AWS erklärte, es werde die Cloud-Infrastruktur und KI-Dienste bereitstellen, die das Programm unterstützen. „Diese Partnerschaft ist darauf ausgelegt, die nächste Generation von KI-Talenten für Südafrika und im weiteren Sinne für Afrika zu schaffen, indem Postgraduierten Zugang zu denselben KI-Werkzeugen gegeben wird, die auch Unternehmen nutzen“, sagte Prabashni Naidoo, Direktorin von AWS South Africa.
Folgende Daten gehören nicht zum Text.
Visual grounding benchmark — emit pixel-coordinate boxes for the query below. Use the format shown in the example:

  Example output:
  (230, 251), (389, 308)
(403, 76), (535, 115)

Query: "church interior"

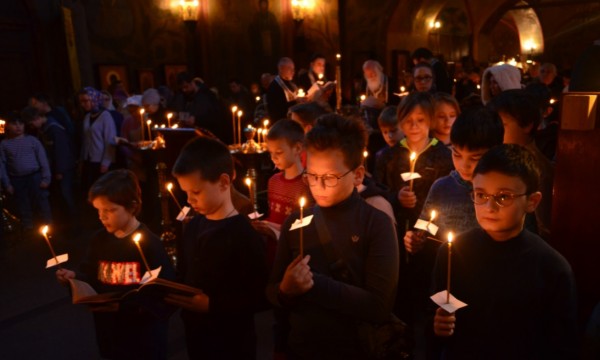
(0, 0), (600, 360)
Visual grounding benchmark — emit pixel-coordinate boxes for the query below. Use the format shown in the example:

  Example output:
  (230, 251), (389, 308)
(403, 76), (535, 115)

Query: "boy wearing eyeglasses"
(267, 114), (398, 359)
(433, 145), (577, 359)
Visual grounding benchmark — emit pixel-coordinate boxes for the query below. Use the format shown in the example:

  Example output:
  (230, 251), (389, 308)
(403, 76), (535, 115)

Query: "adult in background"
(266, 57), (298, 122)
(79, 87), (117, 192)
(481, 64), (522, 104)
(173, 72), (222, 136)
(411, 48), (452, 94)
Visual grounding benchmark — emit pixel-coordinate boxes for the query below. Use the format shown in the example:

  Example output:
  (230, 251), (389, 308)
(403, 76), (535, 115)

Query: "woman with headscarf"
(79, 87), (117, 192)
AWS hat seine Präsenz auf dem Kontinent ausgebaut und 2020 seine erste Cloud-Region in Afrika in Kapstadt gestartet.

Die Zusammenarbeit soll außerdem Universitäten näher an die Technologiebranche heranführen, indem Postgraduierte vor ihrem Abschluss Einblicke in kommerzielle KI-Projekte erhalten. „Wir können das ändern, indem wir reale Probleme an die Universitäten bringen und die notwendige Stärke entwickeln, die wir brauchen“, sagte Joosub.

Das Labor ist Teil umfassenderer Bemühungen, KI-Kompetenzen durch Hochschulbildung in Südafrika zu stärken. Im März 2025 ging Google eine Partnerschaft mit dem Department of Higher Education and Training ein, um 5.000 Stipendien in KI, Cybersicherheit und Datenanalyse an ausgewählten öffentlichen Universitäten und Colleges in Südafrika bereitzustellen. Auch andere globale Technologieunternehmen haben in afrikanische Talentpipelines für KI investiert: Microsoft gründete 2019 sein Africa Development Centre in Nairobi und Lagos, und Google eröffnete ein KI-Forschungszentrum in Accra, Ghana. Der Ansatz von Vodacom unterscheidet sich dadurch, dass Postgraduierte im Rahmen ihrer Ausbildung direkt in kommerzielle KI-Projekte eingebunden werden, die mit den Betriebsabläufen eines einzelnen Betreibers verknüpft sind.

Joosub sagte, der Mobilfunkbetreiber wolle mehr KI-Talente direkt von Universitäten rekrutieren. „Wir bauen ein Modell der Zusammenarbeit auf, das Bildung mit Industrie, Forschung mit realen Anwendungen und Innovation mit Chancen verbindet“, erklärte er.

Naidoo sagte, AWS werde dazu beitragen sicherzustellen, dass die Studierenden im Programm über den Unterricht im Klassenzimmer hinausgehen und KI-Systeme auf Unternehmensinfrastruktur entwickeln. „Die Studierenden werden KI nicht theoretisch studieren. Sie werden an laufenden Vodacom-Fällen arbeiten, die auf AWS-Infrastruktur laufen“, sagte sie. „Das ist die Brücke zwischen Lernen und Umsetzen.“

UJ erklärte, die Partnerschaft werde voraussichtlich die Lücke zwischen akademischer Forschung und kommerzieller Einführung verringern. „Diese Zusammenarbeit stärkt die Brücke zwischen Theorie und Anwendung“, sagte Prof. Tankiso Moloi, Executive Dean des College of Business and Economics der UJ. „So schließen wir die Lücke zwischen Qualifikation und Anwendung, zwischen Forschung und Umsetzung sowie zwischen Wissenschaft und transformativen Karrieren.“

Die Partner sagten, das Modell solle nicht auf eine Universität beschränkt bleiben. Joosub nannte es „eine Blaupause für den Aufbau von KI-Fähigkeiten in ganz Afrika“. Naidoo sagte, das Labor sei darauf ausgelegt, durch künftige Kooperationen zwischen Universitäten und Industrie repliziert zu werden, wobei die Talentpipeline als „Blaupause für den Kontinent“ dienen solle.